Prof Dr dr Dwiana Ocviyanti SpOG(K) MPH mengatakan, pengaruh jarak kehamilan terhadap stunting bisa menimbulkan beberapa risiko. Hal ini termasuk kelahiran dari wanita remaja berusia di bawah 19 tahun.
"(Melahirkan) Kan perlu siap fisik, mental, dan sosial, jadi bukan cuma fisik. Anak perlu diberi ASI eksklusif tapi kalau dari awal anemia, hipertensi, kurang kalori, energi, bukan tidak mungkin membuat pertumbuhan terhambat," kata Prof Dwiana dalam acara aplikasi Tentang Anak bersama BKKBN, Senin (4/7/2022).
Jarak kelahiran anak perlu diatur secara ideal. Prof Dwiana menganjurkan agar ibu yang baru melahirkan anak pertama, tidak kemudian hamil kembali dalam jarak cukup dekat atau biasa disebut kebobolan.
"Ibu kan harus merawat anak sebelumnya jadi potensi kekurangan gizi, ibu kurang tidur, maka terjadi stunting, itu pengaruhnya," lanjut Prof Dwiana.
Prof Dwiana mengatakan, stunting adalah kondisi anak kerdil akibat gagal tumbuh, dimulai dari usia di bawah lima tahun atau balita. Menurut Dwiana, pendek itu hanya penampakan tubuhnya.

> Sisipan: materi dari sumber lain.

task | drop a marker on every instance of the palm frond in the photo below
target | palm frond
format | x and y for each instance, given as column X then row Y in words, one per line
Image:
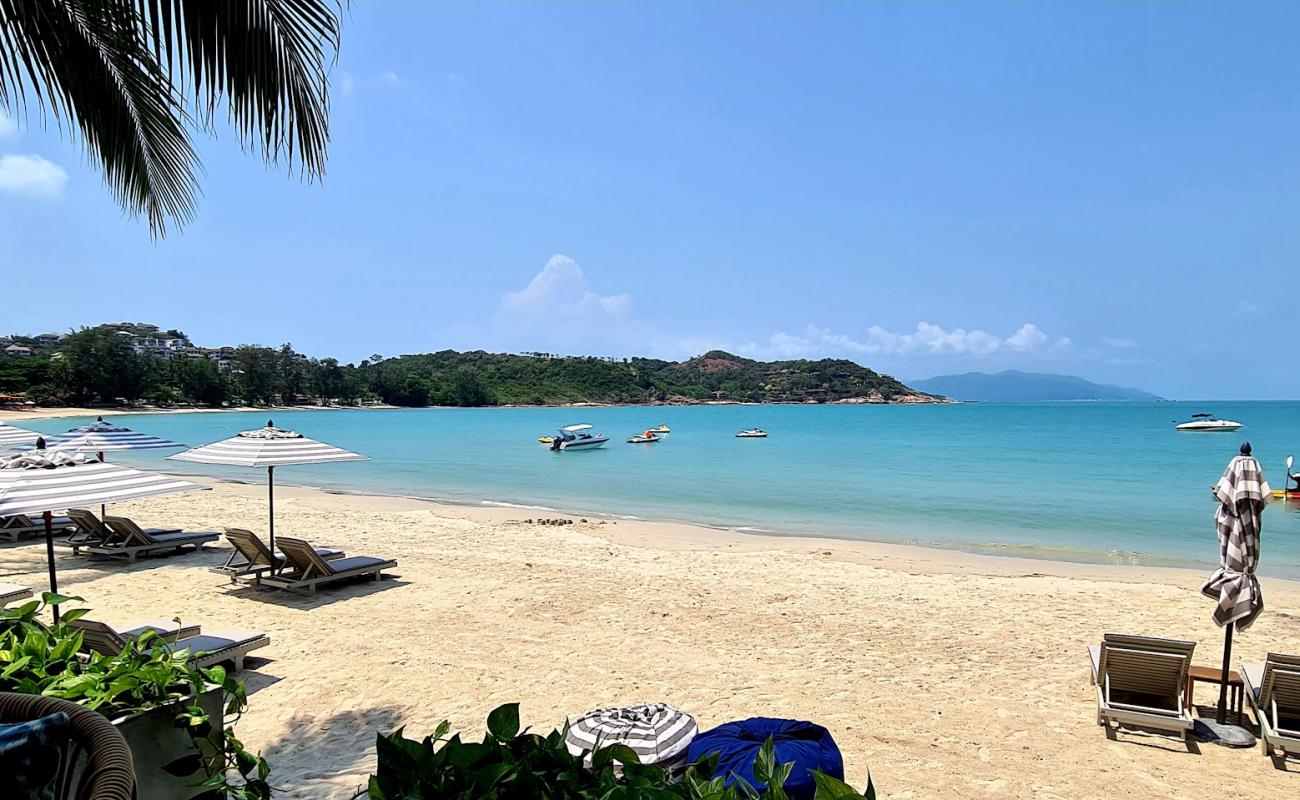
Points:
column 134, row 74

Tetapi yang lebih berbahaya bahwa stunting bisa mempengaruhi kehidupan anak. Kemudian berdampak pada kelanjutan generasi, sebab akan berpangaruh jika anak stunting tersebut memiliki keturunan nantinya.

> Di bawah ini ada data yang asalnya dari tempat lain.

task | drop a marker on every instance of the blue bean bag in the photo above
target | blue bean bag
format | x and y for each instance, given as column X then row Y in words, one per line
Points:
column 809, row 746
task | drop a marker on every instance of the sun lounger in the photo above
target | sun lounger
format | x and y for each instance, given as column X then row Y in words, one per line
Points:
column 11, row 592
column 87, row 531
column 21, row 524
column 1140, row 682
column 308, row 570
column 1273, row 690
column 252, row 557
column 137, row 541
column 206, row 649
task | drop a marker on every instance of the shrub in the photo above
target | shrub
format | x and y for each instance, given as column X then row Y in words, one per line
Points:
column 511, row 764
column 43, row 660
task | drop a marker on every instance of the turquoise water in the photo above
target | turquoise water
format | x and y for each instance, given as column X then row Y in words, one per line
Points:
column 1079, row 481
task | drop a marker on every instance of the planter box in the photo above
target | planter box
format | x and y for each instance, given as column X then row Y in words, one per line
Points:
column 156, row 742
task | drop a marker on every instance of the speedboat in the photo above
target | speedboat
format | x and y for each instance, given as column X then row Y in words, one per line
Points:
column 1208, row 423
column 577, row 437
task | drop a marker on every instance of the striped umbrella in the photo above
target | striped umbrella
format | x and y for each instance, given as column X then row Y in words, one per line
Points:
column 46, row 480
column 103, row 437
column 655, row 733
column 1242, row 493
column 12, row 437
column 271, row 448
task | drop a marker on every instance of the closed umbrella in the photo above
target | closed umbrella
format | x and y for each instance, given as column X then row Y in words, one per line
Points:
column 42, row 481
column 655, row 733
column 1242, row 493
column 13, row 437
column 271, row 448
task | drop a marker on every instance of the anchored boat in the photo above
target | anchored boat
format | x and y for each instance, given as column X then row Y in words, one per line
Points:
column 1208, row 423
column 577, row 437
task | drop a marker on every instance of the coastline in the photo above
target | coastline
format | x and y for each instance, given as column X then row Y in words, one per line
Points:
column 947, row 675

Periode emas anak sudah dimulai sejak janin terbentuk sampai kemudian lahir, terutama hingga usia dua tahun. Dahulu, kata Prof Dwiana, mungkin orang berpikir agar anak pintar dan sehat, maka diberi gizi cukup setelah lahir.
Tetapi justru jika ingin pertumbuhannya maksimal, baik fisik maupun otaknya, justru ada di periode 270 hari masa kehamilan baru kemudian dilengkapi dua tahun pertama setelah kelahiran. Jangan sampai kehilangan momen 1000 hari pertama kelahiran (HPK), karena merupakan pertumbuhan tercepat dan terbaik anak.
"Angka stunting awalnya tiga dari 10, saat ini sudah lebih baik 24 persen tapi tetap tertinggi di Asia Tenggara, masih juara di bawah Timor Leste, kita ingin di level bawah 1-2 persen bahkan tidak ada seperti yang terjadi di Singapura," tambah Dwiana.
Efek stunting bukan hanya terhadap pertumbuhan otak tapi juga mudah sakit. Setiap kali anak sakit, maka otaknya juga berhenti bertumbuh.